結城紬の特徴
高級品としてよく知られている結城紬。
どのような特徴があるのか見ていきながら、正しい保管方法をしっかり学んでいきましょう。
結城紬の歴史
結城紬は関東平野の中央の築後山を流れる鬼怒川沿いの肥沃な土地で生まれたという歴史を持っている特徴があります。
古くから養蚕が盛んな土地になっています。
結城紬は鎌倉時代から江戸時代まで統治した結城家など武家に多く受け入れられてきたという特徴になっています。
そのため、日本文化を支えてきたという一面を持っているのです。
結城紬はもともと男性用として広まっていったのですが、時代とともに女性用も作られるようになりました。
女性用も作られることになったことにより、生地の質感やデザインなど多様な種類が生まれていった特徴なのです。
結城紬の性質
結城紬は繭からセリシンをぬいた手紬糸が使われているという特徴があります。
そのため、人の手で糸がつむぎだされていることによって、素材の良さを感じることができる最上質の糸が完成しているのです。
結城紬は時間の経過とともに風合いが増してくるという特徴を持っています。
その特徴は、伝統高原品に位置付けられ、重要無形文化財やユネスコ無形文化遺産にも指定されているほどです。
結城紬は軽くて暖かく、さらには丈夫でしわになりにくい性質になっています。
そして、大切に着ていさえすれば、三代着られると言われるほど長持ちするのです。
結城紬と他の紬の違いとは
結城紬の保管方法は、まず脱いだら汚れやシミがついていないかをチェックすることが大切になります。
汚れやシミがあった場合は、すぐに専門業者へもっていくことがおすすめです。
そして、ハンガーにかけ風通しがいい場所に陰干しして体温や湿気という特徴を取っていきます。
一晩ほどそのままにしておきます。
真綿を軽く丸めたもので結城紬の袖口や袂や裾のほこりをとります。
それから、たたんで薄紙をあててから畳紙にしまっていく特徴です。
その後、タンスにしまいます。
このような手順を踏むことで、結城紬を正しく保管することができる特徴になっています。
重要無形文化財結城紬の伝統技法
結城紬とは、茨城県結城地方を中心の産地にする、絹織物です。
国の重要無形文化財に指定されている、高級紬の伝統技法をご紹介します。
結城紬の定義と歴史
結城紬の定義は、その伝統技法と深いつながりをもっています。
国の重要無形文化財としては、次の3つの工程を満たすことが要件となっています。
1点目は糸つむぎ。
すべて真綿から、指先で糸をつむぐことです。
2点目は絣くびり。
防染する柄の部分を綿糸で括ることです。
そして3点目が、織り。
地機で織ることが要件です。
これらの伝統技法すべてが合わさり、結城紬のふんわりとした柔らかさ、軽さを生み出しているのです。
結城紬の歴史は、奈良時代に遡ります。
その頃は献上品としての用途が中心でしたが、江戸時代になると市場にも出回るようになり、最高級の紬として人気を博しました。
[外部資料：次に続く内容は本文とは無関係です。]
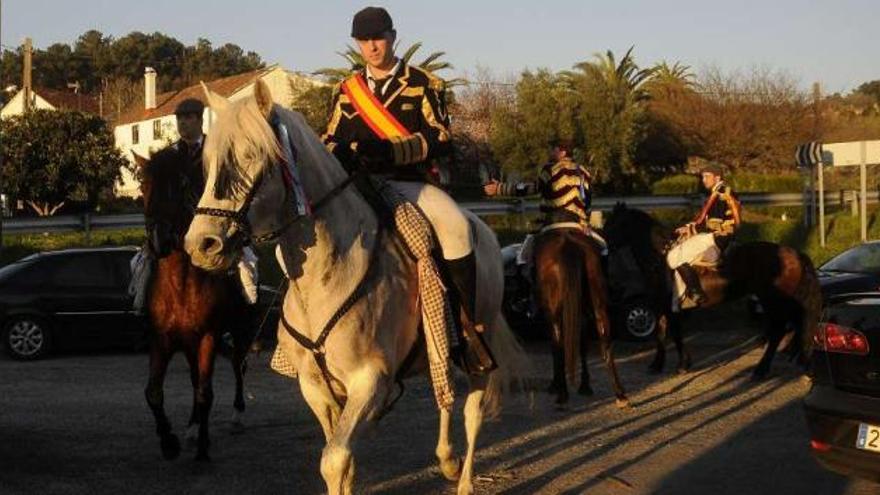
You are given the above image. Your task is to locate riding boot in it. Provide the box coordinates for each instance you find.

そして現代に至るまで、結城紬は様々な人を魅了しています。
その魅力の元となる、3つの伝統技法をみていきましょう。
手つむぎ
伝統技法の1点目は、手つむぎです。
結城紬は柔らかさと軽さが特徴ですが、これは素材の糸に由来しています。
繭を広げ重ねて作った真綿を手でつむぎ、撚らずに束ねたままの形状で糸にします。
そのため空気を含み、柔らかさが生まれるのです。
絣くびり
続く伝統技法は、絣くびりです。
絹糸に墨で印をつけ、その部分を綿糸で縛ってゆきます。
染めの工程において、絹糸のうち綿糸が結ばれた部分だけ、防染され色がつきません。
これによって、結城紬の絣文様をつくりだしていくのです。
絣くびりの作業は細かく、力が入り、たった1人で行わなければいけないため、数ヶ月を要する場合もあります。
結城紬は、このような卓越した伝統技法のもとになりたつ織物です。
織りと、できあがった結城紬の魅力
結城紬の伝統技法、最後は地機による織りです。
地機の特徴は、織る人が織機の一部となることです。
経糸を腰に巻きつけて張りを調整するため、糸にゆとりを生み、結城紬に優しく柔らかな手触りをもたらします。
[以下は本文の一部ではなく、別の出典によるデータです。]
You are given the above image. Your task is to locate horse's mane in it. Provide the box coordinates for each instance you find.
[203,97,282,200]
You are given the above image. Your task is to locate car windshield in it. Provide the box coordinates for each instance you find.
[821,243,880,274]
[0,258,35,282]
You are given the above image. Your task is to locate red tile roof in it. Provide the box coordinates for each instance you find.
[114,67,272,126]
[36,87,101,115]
緯糸も両足と腰を使い織っていく、全身をつかった工程です。
このような伝統技法を経てできあがった結城紬は、時が経つにつれ一層美しさをみせることも魅力です。
洗い、着こみを繰り返しているうちに、工程でついた糊がおち、真綿由来の絹糸の、本来の光沢が現れます。
職人のこだわりと苦労がつまった伝統技法だからこそ、親から子へ、そしてさらに次の世代へと大切に受け継がれる織物となるのです。